European regulators have started their review of Pfizer's application to market pneumococcal vaccine Prevenar 13 more widely in adults, which could swell peak sales by $1bn or more.
Prevenar 13 has already become firmly established as a key component of childhood vaccination campaigns - with sales running at around $4bn a year - but could get a big boost from approval to prevent community-acquired pneumonia (CAP) in the elderly.
The vaccine is already approved in Europe for preventing invasive pneumococcal disease in adults, a less common but more serious infection characterised by the presence of Streptococcus pneumoniae bacteria in the blood and other normally sterile sites in the body.
Analysts at JP Morgan have suggested that approval of the new, broader label could lead to Prevenar 13 (which is sold as Prevnar 13 in the US and some other markets) becoming widely recommended in adults and add another $1.5bn to its peak sales potential.
Pfizer has submitted a marketing application in the US to add the new indication to Prevnar 13's labelling, and is due to hear the verdict of the FDA in September. In the meantime, the US Advisory Committee on Immunization Practices (ACIP) is scheduled to deliver a verdict on expanding the label of the vaccine next week.
Both US filing, and its acceptance for review by the European Medicines Agency (EMA), are based on the results of the 85,000-patient CAPiTA trial, which showed that the vaccine halved CAP rates, with significant reductions in both non-invasive and invasive disease, in adults aged 65 and older.

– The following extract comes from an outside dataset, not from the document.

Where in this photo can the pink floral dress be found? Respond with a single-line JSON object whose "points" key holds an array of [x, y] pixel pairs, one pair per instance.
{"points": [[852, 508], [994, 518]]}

Pfizer senior vice-president of vaccine R&D, Emilio Emini, said pneumococcal pneumonia continues to be a serious health problem, causing significant illness and mortality in older adults.
"The results of the CAPiTA study underscore the potential benefits of Prevenar 13 in preventing disease in this age group," he said.
Albert Bourla, who heads Pfizer's vaccines business, said the expanded label for Prevenar 13 is "a great opportunity … because there is significant unmet need among the 300m adults who are greater than 65 years of age in the world".
"We expect the Prevnar 13 to be the leading adult vaccination given the strength of our data," he continued, adding: "There could also be an additional catch-up opportunity for adults greater than 65 who have already received the old generation vaccine."
Pfizer said it plans to submit applications in other major markets, including Australia, Canada and Japan, later this year.